You finish the tutorial and the game hands you ten choices. I remember that small knot in my stomach the first time I had to pick—everything ahead shifted with a single tap. You feel the pressure; that’s where good choices pay off.
I’ll walk you through every starter available in Pokémon Champions, explain why some flip the early fights in your favor, and give a short, practical pick if you want to get moving fast.
At every counter where decisions are made you see all the options laid out before you.
The starter draw in Pokémon Champions hands you ten possible partners after the intro battle. None of them breaks the game, and none is useless — but some fit better with the way you play. Below is the visual you’ll see and the full list so you can scan quickly and decide.

| Pokémon | Type |
|---|---|
| Charizard | Fire, Flying |
| Tyranitar | Rock, Gyranitar |
| Armarouge | Fire, Psychic |
| Palafin | Water |
| Pikachu | Electric |
| Lucario | Fighting, Steel |
| Gardevoir | Psychic, Fairy |
| Absol | Dark |
| Altaria | Dragon, Flying |
| Snorlax | Normal |
Which starter is best in Pokémon Champions?
Short answer: there’s no single best. If you want a playmaker who covers many matchups, Gardevoir often delivers; if you want brute force that ends fights fast, Tyranitar works. Competitive players on sites like Smogon will argue for balance and synergy, but for campaign progress I favor flexibility over strict meta choices.
Can you change your starter later?
Yes and no. You can recruit and trade for allies as you play, and The Pokémon Company’s design here allows mid-game team reshuffles. That means your first pick matters for the early hours but isn’t an eternal sentence — treat the first pick as a head start, not a lifetime commitment.
At tournaments, the first choice often decides how comfortable you feel an hour in.
None of the ten options will wreck your run. Pick what you like and you’ll still have fun. If you want a pragmatic selection that smooths early fights and scales into PvP or raids, these are my three choices.
- Gardevoir: Versatile and fast, Gardevoir is a Swiss Army knife — it covers Psychic and Fairy needs and learns moves from multiple types so you can answer a range of threats. High Speed means you often act first, which changes the rhythm of every encounter.
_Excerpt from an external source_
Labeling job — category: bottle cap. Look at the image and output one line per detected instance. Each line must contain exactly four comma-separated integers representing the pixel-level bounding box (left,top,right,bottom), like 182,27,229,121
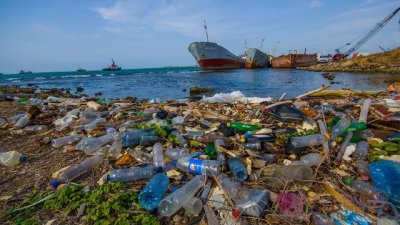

- Charizard: A classic with solid Speed and strong special attacks, Charizard arrives with Dragon-type options and the Blaze ability, granting immediate offensive punch. It’s a player-friendly pick if you like aggressive play and flashy wins.
- Tyranitar: Heavy-hitting and resilient, Tyranitar moves like a freight train on the battlefield — slow to set up but devastating once rolling. Comes with Sand Stream, which adds ambient pressure in tougher fights and benefits Rock-type coverage.
For context, picking well early has the same practical value as a $0.99 (€0.90) microtransaction that changes the course of a match: small cost, outsized impact. I use insights from playtests, community threads on Reddit, and coverage from outlets like Moyens I/O and IGN to form these recommendations, and Game Freak’s design fingerprints show through in every balance choice.
Pick what fits your style: if you want flexibility, take Gardevoir; if you want spectacle, take Charizard; if you want raw strength, take Tyranitar — which will you choose first?